If this is where I begin, then it feels fitting to begin with her the version of me who quietly yearned for a space to speak and be heard.
Dear sweet girl,
I think it’s time we talked. You’ve been inside of me, just waiting for the day someone heard you. Waiting for someone to acknowledge you. I see you. I hear you. I am here, for you.
You took the weight of the world on your shoulders.
You are so tiny and young still.
You are fun and ambitious and quirky and empathetic.
These are attributes that never go away.
Math isn’t really your strong suit, but you are meant for so much more.
but there are a few things I want you to know,
I think one of the quietest ways we hurt ourselves is by speaking about our past like it was a mistake we had to escape.
And I get why you might feel that way.
Because you’re going to become someone more aware, more grounded, more certain of what you deserve. And when that happens, you’ll look back at yourself right now and feel the distance. You’ll see the choices you wouldn’t make again, the people you won’t recognize yourself in anymore, the moments that feel unfamiliar.
But unfamiliar doesn’t mean unworthy.
You are not something to outgrow with shame.
I didn’t get to where I am by accident. I got here because of you. This version of you. The one who is still figuring it out without clarity, without the language, without the boundaries you’ll one day carry so effortlessly.

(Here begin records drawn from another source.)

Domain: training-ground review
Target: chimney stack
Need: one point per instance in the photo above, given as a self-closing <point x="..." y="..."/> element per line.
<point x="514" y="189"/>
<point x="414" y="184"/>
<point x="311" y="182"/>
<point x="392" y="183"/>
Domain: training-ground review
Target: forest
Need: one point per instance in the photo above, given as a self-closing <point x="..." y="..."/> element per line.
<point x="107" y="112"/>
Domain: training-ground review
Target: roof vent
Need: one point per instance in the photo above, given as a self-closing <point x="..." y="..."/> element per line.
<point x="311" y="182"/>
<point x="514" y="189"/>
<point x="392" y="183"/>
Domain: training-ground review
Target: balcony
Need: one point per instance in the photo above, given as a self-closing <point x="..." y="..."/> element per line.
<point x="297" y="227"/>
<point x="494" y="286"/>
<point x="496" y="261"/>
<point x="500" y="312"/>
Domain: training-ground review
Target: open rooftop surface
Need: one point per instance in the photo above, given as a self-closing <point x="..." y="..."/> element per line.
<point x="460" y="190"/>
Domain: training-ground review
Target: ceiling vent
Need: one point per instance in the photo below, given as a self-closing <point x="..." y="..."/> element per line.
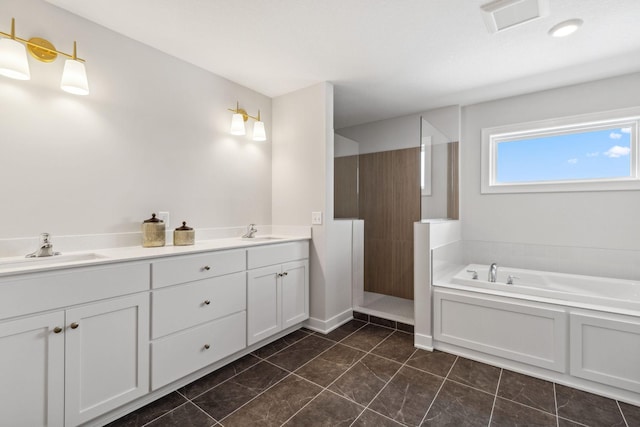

You have stayed a little longer than you should have, you are the reason I can understand my limits deeply, not just in theory.
You gave too much you’re the reason I know how deeply I am capable of loving.

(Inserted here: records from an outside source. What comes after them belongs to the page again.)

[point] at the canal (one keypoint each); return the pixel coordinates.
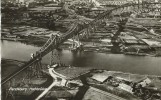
(114, 62)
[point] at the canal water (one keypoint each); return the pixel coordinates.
(114, 62)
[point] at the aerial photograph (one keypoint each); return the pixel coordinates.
(80, 49)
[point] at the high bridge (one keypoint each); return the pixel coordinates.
(76, 28)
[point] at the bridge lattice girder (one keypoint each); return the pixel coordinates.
(53, 43)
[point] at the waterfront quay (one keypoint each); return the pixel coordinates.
(81, 50)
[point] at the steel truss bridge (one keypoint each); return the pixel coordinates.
(77, 28)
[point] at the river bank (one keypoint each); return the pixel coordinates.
(90, 77)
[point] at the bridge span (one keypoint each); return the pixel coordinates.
(55, 41)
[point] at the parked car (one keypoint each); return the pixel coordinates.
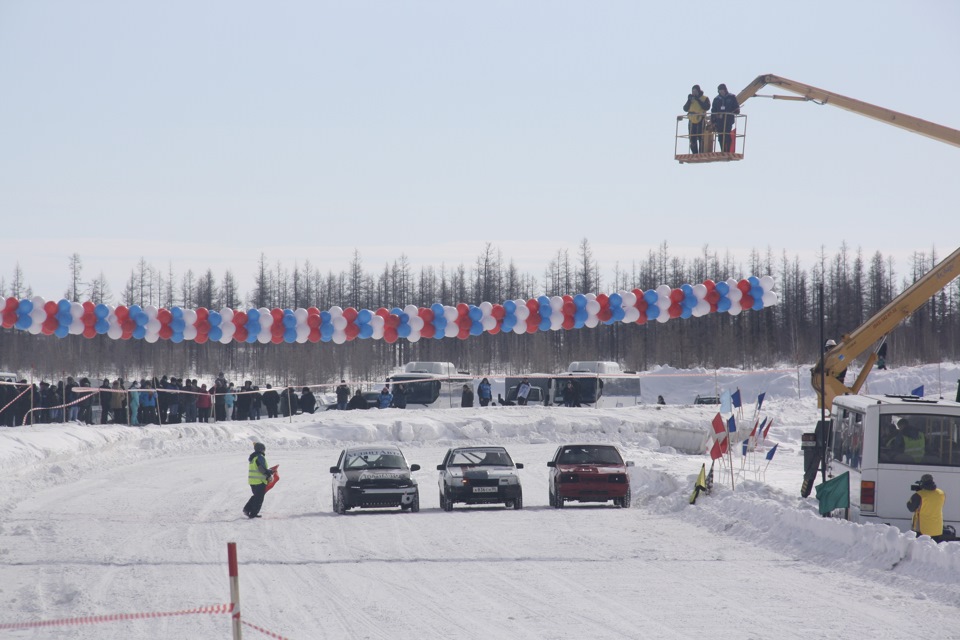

You tolerated things I now speak against.
And that matters.
Because it’s easy to talk about boundaries once you’ve already learned them. It’s easy to say “I would never accept that now” when you’re no longer the version of yourself who didn’t know she deserved better.
But right now, you don’t know yet.
Learning in real time is messy. It looks like hoping when you probably shouldn’t. It looks like giving people chances they haven’t earned. It looks like holding onto something because you feel it, even when it isn’t being held back the same way.
But listen to me, resilience is nothing to be embarrassed about, as a friend will tell you one day "Aya you are stupidly resilient".
It is one of the bravest things about you.
That you stayed soft in a world that constantly teaches you to harden. To keep believing in love, in connection, in something deeper, even when things don’t unfold the way you imagined. That isn’t weakness.
And I know there are parts of you right now that feel heavy. The parts you don’t talk about. The parts that are carrying more than anyone can see. The parts that are trying to be everything for everyone else while still figuring out how to be something for yourself.
Give yourself grace.
But I also know you won’t always give that to yourself. Sometimes, you’ll look back and judge her you. You’ll call her naive. You’ll think she should’ve known better.
You didn’t.
You were doing the best you could with what you had.
And somehow you still got me here.
Because growth isn’t supposed to feel like erasure. You’re not becoming someone completely different. You’re becoming more honest, more aware, more intentional but I'm still connected to every version of you that made that possible.
I don’t want you to become someone who only offers herself love in hindsight. Who only speaks kindly about her past once it no longer feels like hers.
And sometimes we have to forget how we feel in order to remember what we actually deserve, and you deserve the world never settle for anything less than that.
So thank you
For trying without guarantees.
For loving without certainty.
For choosing, even when you didn’t always choose right.
You’re not the final version . You’re still becoming. There will be a future version of you looking back at who you are right now, noticing all the things you didn’t know yet, all the ways you still had to grow.